Bien sûr, ces animaux sont malades, on le serait à moins, et pour les soigner et les maintenir en vie jusqu’à ce qu’ils soient bons pour l’abattoir, on les bourre d’antibiotiques.
Inutile de vous dire que les produits issus de ces élevages intensifs qui se retrouvent au bout de la chaîne dans notre assiette conservent dans leurs molécules la mémoire de toutes les souffrances subies par les animaux et de tous les produits chimiques qui leurs ont été injecté auxquels nous devons ajouter les colorants et les conservateurs surajoutés par la grande distribution. En définitive, ce que nous mangeons est d’une qualité bien médiocre et vecteur de maladies que l’humanité n’avait jusqu’alors jamais connues.
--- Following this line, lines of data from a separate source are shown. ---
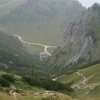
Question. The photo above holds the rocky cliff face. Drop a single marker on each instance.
(77, 47)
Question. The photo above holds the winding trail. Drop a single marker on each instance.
(84, 82)
(46, 47)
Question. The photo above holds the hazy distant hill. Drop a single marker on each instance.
(41, 20)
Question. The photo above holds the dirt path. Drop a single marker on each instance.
(46, 47)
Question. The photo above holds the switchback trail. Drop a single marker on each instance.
(38, 44)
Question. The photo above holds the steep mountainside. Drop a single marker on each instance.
(86, 82)
(6, 6)
(79, 46)
(13, 56)
(41, 20)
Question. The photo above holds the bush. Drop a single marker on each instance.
(4, 83)
(47, 84)
(8, 77)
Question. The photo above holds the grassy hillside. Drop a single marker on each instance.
(85, 89)
(13, 55)
(33, 91)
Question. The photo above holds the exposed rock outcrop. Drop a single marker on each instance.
(77, 47)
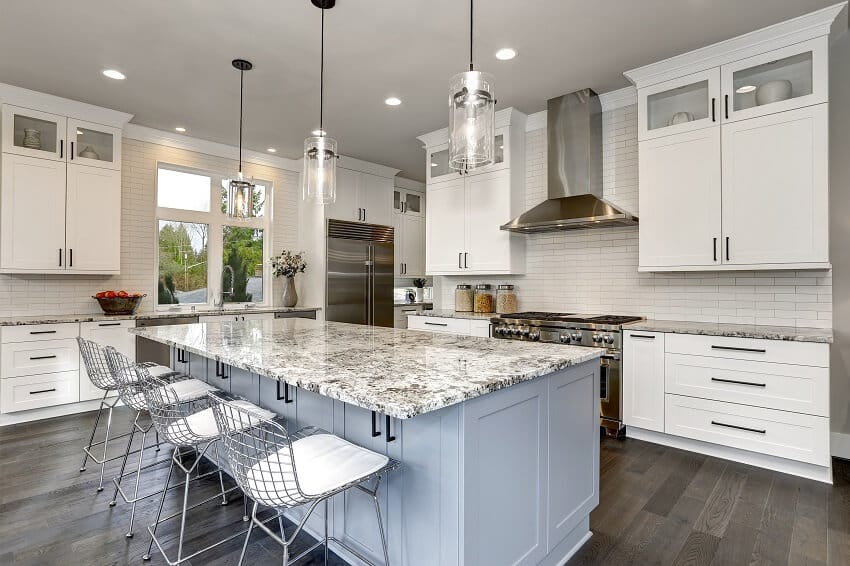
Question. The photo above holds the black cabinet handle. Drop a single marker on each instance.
(390, 437)
(285, 397)
(748, 429)
(43, 391)
(375, 431)
(752, 383)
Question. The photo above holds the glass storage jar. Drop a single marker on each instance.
(505, 299)
(463, 298)
(485, 299)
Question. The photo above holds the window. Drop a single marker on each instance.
(204, 258)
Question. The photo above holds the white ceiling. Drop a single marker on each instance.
(176, 55)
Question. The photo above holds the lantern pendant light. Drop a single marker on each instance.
(240, 190)
(320, 155)
(472, 116)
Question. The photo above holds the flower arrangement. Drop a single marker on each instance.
(288, 264)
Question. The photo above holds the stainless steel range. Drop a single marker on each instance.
(601, 331)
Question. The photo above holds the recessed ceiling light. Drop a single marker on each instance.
(114, 74)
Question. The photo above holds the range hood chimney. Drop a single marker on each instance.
(574, 132)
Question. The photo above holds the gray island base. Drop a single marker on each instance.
(499, 440)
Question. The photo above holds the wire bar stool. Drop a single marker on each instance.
(191, 427)
(282, 470)
(102, 377)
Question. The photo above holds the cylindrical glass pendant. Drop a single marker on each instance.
(240, 197)
(472, 120)
(319, 184)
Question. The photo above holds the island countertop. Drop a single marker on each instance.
(397, 372)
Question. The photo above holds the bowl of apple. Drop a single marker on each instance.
(118, 302)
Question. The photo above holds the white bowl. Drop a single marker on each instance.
(773, 91)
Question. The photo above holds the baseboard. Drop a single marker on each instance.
(801, 469)
(839, 444)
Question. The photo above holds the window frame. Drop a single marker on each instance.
(216, 221)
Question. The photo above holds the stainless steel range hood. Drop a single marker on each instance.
(574, 131)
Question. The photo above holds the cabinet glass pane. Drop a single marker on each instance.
(92, 144)
(773, 82)
(413, 202)
(34, 133)
(677, 106)
(440, 163)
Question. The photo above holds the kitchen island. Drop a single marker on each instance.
(499, 440)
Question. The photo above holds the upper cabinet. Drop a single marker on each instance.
(466, 209)
(733, 151)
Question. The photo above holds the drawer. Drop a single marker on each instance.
(36, 332)
(776, 351)
(36, 391)
(46, 356)
(786, 387)
(804, 438)
(438, 324)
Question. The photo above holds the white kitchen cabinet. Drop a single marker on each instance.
(680, 200)
(643, 380)
(32, 215)
(113, 333)
(776, 188)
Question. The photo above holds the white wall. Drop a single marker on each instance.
(71, 294)
(596, 270)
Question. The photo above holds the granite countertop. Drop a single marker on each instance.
(789, 333)
(447, 313)
(396, 372)
(92, 317)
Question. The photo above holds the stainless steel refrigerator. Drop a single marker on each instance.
(360, 273)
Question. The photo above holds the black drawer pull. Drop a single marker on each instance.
(375, 431)
(737, 349)
(285, 397)
(736, 427)
(753, 383)
(43, 391)
(390, 437)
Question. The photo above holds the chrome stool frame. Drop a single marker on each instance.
(263, 461)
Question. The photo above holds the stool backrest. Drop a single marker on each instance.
(259, 451)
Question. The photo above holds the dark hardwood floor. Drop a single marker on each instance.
(658, 506)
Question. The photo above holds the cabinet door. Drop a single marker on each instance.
(445, 227)
(94, 144)
(488, 205)
(679, 105)
(93, 237)
(680, 200)
(107, 333)
(376, 195)
(33, 133)
(32, 214)
(346, 207)
(776, 81)
(776, 188)
(413, 245)
(643, 380)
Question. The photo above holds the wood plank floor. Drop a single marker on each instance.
(658, 505)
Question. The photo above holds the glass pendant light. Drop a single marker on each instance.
(240, 189)
(320, 155)
(472, 116)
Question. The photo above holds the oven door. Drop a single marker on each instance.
(610, 398)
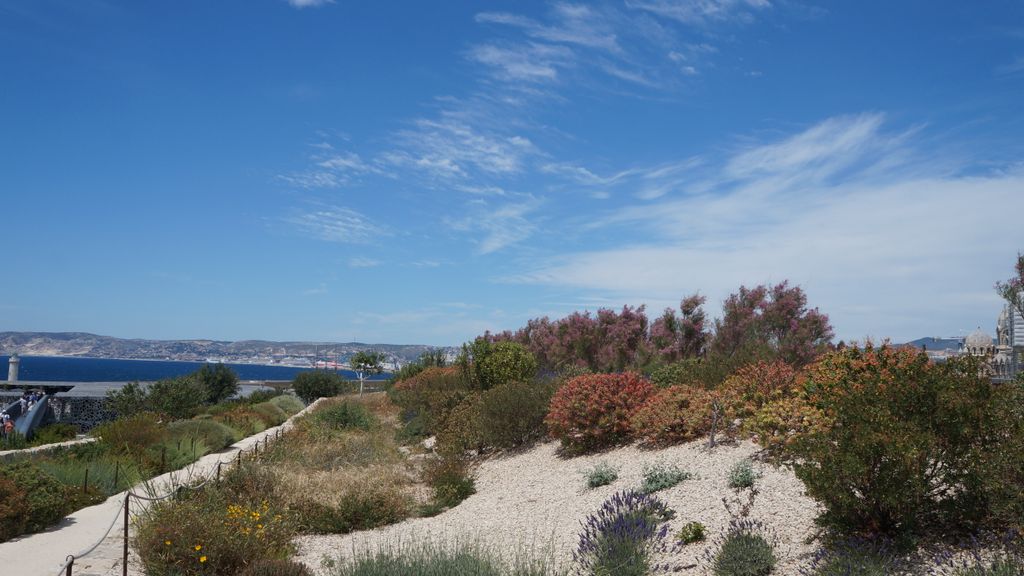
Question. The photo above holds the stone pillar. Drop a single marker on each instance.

Les conséquences sur notre santé de l’élevage intensif sont donc très nettement négatives et elles le sont aussi sur le plan humanitaire car pour satisfaire notre boulimie de viande les pays du tiers monde sont également mis à contribution, alors que dans ces pays existe une sous-alimentation chronique. Ainsi, par exemple, au Brésil il existe trente-huit millions de sous-alimentés, or le tiers des terres cultivables sert à l’alimentation du bétail qui nous est destiné.
Dans sa généralité, l’agriculture intensive ne respecte, ni l’homme, ni l’animale, ni la nature, ses seules préoccupations n’étant que productivité et rentabilité. Nous en avons une triste confirmation dans le massacre de troupeau entier suite aux épidémies de "vache folle" et de fièvre aphteuse, ou de grippe aviaire.
On nous parle, pour désigner des nouvelles maladies qui apparaissent ou qui se développent de façon anormale de « maladie de civilisation ». Mais peut-il réellement y avoir des maladies de civilisation ?
Être civilisé c’est par définition vivre en harmonie, en particulier, avec soi-même et son entourage, et, d’une façon plus générale, avec tout son environnement. La maladie, quant à elle, se déclare suite à une rupture d’harmonie. Il y a donc dans cet assemblage de mots « maladie de civilisation » deux termes contradictoires qui s’excluent l’un et l’autre. Ou il y a moins de maladies, et la civilisation progresse. Ou il y a plus de maladies, et la civilisation régresse. La civilisation ne peut en aucun cas être vecteur de maladie ou alors c‘est qu’elle est rétrograde. S’il y a maladie, c’est que nous utilisons mal les découvertes et les techniques qui sont à notre disposition.